UnifiedLogger
Structured JSON logging for Ruby Rack and Rails applications. One log line per request. One log line per job. All the context, none of the noise.
The Problem
Rails default logging is noisy and unstructured:
- A single HTTP request produces multiple log lines spread across the output — started, parameters, rendered, completed — making it painful to correlate in log aggregators like Datadog, Elasticsearch, or CloudWatch.
- Background job logging is bare-bones — no structured metadata about class name, queue, arguments, retry count, duration, or failure status. You're left with Rails' generic "Performed job" line and nothing useful to search or alert on.
- In-app
Rails.loggercalls (e.g.,Rails.logger.info("Payment processed")) are written as standalone lines that float away from the request or job that triggered them. - Sensitive data (passwords, tokens, cookies) can leak into logs unless you manually configure filtering everywhere.

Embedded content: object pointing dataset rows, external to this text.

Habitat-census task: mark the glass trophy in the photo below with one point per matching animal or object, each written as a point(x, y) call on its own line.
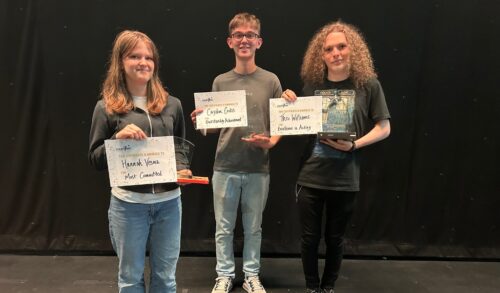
point(184, 150)
point(256, 123)
point(337, 114)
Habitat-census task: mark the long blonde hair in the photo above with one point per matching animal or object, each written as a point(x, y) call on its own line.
point(115, 94)
point(314, 70)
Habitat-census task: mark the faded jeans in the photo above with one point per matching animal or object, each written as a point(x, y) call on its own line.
point(135, 228)
point(229, 190)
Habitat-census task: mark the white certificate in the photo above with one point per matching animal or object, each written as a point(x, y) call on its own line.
point(136, 162)
point(300, 117)
point(221, 109)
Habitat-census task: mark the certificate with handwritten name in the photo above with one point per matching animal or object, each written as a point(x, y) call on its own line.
point(136, 162)
point(221, 109)
point(294, 118)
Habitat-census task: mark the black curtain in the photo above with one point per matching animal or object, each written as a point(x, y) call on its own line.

- Multi-threaded servers like Puma interleave log lines from concurrent requests, making debugging nearly impossible.
- Error backtraces are noisy and disconnected — when something breaks, Rails dumps a multi-line backtrace full of framework noise, scattered across the log output with no link to the request that caused it. You typically need a dedicated error tracking service like Sentry or Airbrake just to make sense of failures.
The Solution
UnifiedLogger replaces this chaos with a single, structured JSON line per event:
- One line per request — path, method, headers, params, body, response status, response body, duration, thread/process IDs, and any exceptions, all in one JSON object.
-
One line per job — class name, queue, arguments, retry count, duration, status (
:ok,:warn,:error), and any exceptions. -
In-app logs are captured — every
Rails.logger.info(...)call during a request or job is collected in a thread-safe buffer and included in that event's log line under thelogskey. -
Sensitive data is filtered out of the box — passwords, tokens, secrets, cookies, and more are replaced with
[FILTERED]. - Exceptions with cleaned backtraces — when a request or job raises, the exception details (class, message, and a cleaned backtrace with framework noise stripped out) are captured and included in the log entry. It's done without disturbing the exception or changing how it's handled.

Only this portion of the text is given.